Years ago, I co-led a treatment group for men that had committed sex offenses. Reflecting on the two years we spent together, I believe the more brutal moments led to the most significant amount of my self-growth.
At the end of every hour and a half long session, the men and I would stand and place our arms over each other’s shoulders as my colleague would say a few words before sending us off.
One man, let’s call him Ron, placed his hand on my waist but, as I observed, on the shoulder of the man standing next to him. Seeing no one else’s hands on men’s waists, I brought this to the group’s attention in the next meeting. Let’s just say the conversation was a bit heated, with a lot of defensiveness and finger-pointing.
On another occasion, I saw a man from the group in a coffee shop sitting flirtatiously close to a woman I knew was not his wife.
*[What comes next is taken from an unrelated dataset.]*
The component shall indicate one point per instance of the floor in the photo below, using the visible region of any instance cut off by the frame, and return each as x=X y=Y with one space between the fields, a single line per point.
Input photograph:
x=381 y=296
Concerned, I brought my observation to the group’s attention in our following meeting. One man – not the guilty one – attacked me verbally. He told me I should have talked to the man in private instead of humiliating him in front of the group.
I defended my actions, and then to my surprise, the man that had committed the deed spoke up on my behalf. He thanked me for saying something, took responsibility, and admitted that sort of behavior was what had led to his conviction in the first place.
Looking back, I know I didn’t do the confrontations perfectly and in turn, learned a thing or two about how to be more tactful. But the fruitful conversations and the resulting intimacy and bonds I created in the group are something for which I am forever grateful.